Hektoen International

A Journal of Medical Humanities

Jean Cruveilhier – first described the lesions of multiple sclerosis

Jean Cruveilhier was born in 1791 in Limoges, France, the son of a military surgeon. He had intended to become a priest but changed his mind at the insistence of his father and became a doctor, graduating from the University of Paris in 1816. In 1823 he was appointed professor of surgery at the University of Montpellier. Returning to the University of Paris in 1825 as professor of descriptive anatomy, he was appointed in 1836 to chairman of the newly created chair in pathologic anatomy. He worked at the Charité and Salpetriere hospitals, and also had a very large clinical practice. A competent clinician but not a great teacher or innovator, he published between 1829 and 1842 an important atlas of pathological anatomy.
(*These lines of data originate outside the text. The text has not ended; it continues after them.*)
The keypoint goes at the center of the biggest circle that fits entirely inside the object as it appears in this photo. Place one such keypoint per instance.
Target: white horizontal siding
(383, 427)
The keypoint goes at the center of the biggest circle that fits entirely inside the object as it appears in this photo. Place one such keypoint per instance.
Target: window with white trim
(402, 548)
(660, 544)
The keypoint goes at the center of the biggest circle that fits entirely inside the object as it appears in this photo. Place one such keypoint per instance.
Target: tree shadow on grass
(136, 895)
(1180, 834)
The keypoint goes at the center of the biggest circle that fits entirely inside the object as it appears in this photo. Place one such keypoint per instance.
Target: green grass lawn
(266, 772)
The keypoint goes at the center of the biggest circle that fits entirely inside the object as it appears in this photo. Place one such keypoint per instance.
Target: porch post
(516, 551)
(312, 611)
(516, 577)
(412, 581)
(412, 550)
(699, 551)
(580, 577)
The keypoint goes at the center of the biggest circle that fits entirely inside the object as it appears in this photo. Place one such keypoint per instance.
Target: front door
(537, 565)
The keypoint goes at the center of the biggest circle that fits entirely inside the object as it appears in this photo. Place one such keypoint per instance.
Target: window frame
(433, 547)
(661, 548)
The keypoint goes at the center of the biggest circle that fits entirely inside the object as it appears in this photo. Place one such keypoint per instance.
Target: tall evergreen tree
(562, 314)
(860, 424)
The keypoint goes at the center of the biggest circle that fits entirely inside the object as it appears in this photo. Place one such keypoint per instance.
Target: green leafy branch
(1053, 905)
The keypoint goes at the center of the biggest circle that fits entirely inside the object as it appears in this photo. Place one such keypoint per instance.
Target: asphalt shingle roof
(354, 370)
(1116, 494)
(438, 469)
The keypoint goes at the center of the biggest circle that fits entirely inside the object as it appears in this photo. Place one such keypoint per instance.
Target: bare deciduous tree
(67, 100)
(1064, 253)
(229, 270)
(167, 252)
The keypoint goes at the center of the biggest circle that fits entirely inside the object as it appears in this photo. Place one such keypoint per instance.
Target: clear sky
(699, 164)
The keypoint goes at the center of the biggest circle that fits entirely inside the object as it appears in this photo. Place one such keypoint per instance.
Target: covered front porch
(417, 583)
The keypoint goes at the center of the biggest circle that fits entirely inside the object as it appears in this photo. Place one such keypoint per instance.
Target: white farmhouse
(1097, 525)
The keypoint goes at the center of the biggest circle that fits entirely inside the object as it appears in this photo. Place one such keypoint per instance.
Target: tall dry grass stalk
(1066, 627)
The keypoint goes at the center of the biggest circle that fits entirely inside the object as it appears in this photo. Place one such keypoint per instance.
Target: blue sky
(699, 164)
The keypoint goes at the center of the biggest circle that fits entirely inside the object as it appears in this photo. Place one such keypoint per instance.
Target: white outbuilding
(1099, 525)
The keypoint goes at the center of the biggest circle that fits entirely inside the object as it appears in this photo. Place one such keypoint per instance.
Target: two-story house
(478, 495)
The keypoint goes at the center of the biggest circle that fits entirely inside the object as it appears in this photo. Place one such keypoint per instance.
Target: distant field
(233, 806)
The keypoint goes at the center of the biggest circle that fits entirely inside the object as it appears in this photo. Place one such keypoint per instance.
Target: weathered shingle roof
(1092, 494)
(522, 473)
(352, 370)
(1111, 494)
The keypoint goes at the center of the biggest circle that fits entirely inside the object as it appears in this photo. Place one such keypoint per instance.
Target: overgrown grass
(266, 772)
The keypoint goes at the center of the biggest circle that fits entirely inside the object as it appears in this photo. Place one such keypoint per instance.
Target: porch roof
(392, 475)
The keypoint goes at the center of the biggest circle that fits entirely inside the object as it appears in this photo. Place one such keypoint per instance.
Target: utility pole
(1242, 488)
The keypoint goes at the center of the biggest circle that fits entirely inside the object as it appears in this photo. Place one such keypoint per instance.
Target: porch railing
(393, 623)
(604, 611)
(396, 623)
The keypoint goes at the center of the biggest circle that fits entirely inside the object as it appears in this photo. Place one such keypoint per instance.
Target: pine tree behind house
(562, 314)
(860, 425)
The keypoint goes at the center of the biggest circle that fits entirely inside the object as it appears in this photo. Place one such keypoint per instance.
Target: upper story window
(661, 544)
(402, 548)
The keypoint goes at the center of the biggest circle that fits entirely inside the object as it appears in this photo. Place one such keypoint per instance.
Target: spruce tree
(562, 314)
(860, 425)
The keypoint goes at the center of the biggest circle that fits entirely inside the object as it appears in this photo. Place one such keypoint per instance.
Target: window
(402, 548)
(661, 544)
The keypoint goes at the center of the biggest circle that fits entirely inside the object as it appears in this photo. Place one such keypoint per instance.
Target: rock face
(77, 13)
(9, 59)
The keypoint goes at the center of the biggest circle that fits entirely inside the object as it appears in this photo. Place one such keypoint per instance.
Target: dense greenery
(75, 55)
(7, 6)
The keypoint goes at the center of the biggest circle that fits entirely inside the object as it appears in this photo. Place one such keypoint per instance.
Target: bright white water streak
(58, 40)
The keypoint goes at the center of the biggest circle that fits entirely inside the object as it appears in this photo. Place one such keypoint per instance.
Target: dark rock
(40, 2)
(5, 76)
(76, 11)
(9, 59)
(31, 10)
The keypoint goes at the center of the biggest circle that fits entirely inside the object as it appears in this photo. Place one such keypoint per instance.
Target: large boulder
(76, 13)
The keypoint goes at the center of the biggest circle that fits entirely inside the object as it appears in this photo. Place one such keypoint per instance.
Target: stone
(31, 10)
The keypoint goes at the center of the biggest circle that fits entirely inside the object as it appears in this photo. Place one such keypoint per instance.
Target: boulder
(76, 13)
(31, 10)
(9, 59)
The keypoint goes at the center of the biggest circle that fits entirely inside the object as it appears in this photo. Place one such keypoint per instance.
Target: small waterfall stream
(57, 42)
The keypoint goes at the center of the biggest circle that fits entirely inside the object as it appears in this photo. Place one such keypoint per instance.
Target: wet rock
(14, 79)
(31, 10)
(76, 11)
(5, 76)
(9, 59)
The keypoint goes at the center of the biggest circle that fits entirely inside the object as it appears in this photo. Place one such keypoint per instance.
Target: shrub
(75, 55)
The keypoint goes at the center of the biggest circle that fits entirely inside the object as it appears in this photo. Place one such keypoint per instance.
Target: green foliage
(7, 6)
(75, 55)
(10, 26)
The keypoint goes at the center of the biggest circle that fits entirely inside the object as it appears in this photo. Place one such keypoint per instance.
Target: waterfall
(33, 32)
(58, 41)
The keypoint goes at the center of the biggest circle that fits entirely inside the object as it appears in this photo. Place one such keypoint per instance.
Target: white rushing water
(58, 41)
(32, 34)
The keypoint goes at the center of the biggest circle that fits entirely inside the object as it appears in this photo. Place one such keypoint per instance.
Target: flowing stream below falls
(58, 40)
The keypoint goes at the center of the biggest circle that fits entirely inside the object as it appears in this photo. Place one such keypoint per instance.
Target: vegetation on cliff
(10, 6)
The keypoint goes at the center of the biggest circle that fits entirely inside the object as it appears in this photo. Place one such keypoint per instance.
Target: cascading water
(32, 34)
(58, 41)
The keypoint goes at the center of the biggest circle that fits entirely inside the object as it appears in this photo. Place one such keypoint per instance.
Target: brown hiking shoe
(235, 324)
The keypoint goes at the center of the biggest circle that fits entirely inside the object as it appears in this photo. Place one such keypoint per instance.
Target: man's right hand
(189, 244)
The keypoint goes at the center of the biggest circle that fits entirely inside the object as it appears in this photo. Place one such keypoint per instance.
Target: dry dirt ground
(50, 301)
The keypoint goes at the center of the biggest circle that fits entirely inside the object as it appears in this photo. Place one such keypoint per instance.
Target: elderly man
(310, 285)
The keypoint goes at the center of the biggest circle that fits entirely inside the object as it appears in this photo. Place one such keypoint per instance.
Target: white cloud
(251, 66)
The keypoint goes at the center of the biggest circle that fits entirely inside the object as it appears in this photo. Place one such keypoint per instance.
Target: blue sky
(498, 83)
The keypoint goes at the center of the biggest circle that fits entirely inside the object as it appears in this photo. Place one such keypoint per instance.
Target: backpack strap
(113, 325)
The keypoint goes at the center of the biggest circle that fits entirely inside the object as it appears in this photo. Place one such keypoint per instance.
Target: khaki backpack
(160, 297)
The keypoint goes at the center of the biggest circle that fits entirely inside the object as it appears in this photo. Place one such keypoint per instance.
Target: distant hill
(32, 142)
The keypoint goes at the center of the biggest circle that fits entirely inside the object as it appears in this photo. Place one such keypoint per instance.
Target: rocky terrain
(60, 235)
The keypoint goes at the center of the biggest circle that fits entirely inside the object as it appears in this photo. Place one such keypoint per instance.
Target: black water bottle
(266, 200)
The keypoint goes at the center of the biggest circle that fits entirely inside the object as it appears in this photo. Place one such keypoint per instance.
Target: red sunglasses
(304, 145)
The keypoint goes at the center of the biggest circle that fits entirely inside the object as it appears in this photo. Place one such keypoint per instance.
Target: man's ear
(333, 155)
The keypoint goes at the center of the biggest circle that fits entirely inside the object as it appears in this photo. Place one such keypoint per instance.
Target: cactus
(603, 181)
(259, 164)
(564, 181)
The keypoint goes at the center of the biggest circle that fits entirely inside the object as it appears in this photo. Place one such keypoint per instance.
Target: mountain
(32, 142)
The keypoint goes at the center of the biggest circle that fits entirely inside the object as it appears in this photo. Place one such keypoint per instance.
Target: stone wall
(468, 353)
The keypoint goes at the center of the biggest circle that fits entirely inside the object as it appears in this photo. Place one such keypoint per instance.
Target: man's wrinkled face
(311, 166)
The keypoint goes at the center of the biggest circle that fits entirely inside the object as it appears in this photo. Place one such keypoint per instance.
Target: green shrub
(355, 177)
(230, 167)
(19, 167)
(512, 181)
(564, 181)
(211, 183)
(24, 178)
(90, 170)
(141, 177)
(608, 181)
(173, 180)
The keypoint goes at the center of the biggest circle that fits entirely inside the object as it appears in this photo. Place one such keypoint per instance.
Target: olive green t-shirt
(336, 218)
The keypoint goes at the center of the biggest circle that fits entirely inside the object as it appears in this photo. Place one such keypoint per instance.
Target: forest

In this he probably was the first to describe the lesions of multiple sclerosis, and also depicted cases of gastric ulcer, progressive muscular atrophy, congenital cirrhosis of the liver, tuberculosis of the spine, hydatid cyst, and subluxation of the C1-C2 vertebrae. His name was associated at one time with several parts of the human body and its diseases, now largely replaced by modern anatomical nomenclature. He was president of the Académie de médecine and of the Société anatomique. He died in 1874 at the age of eighty-three.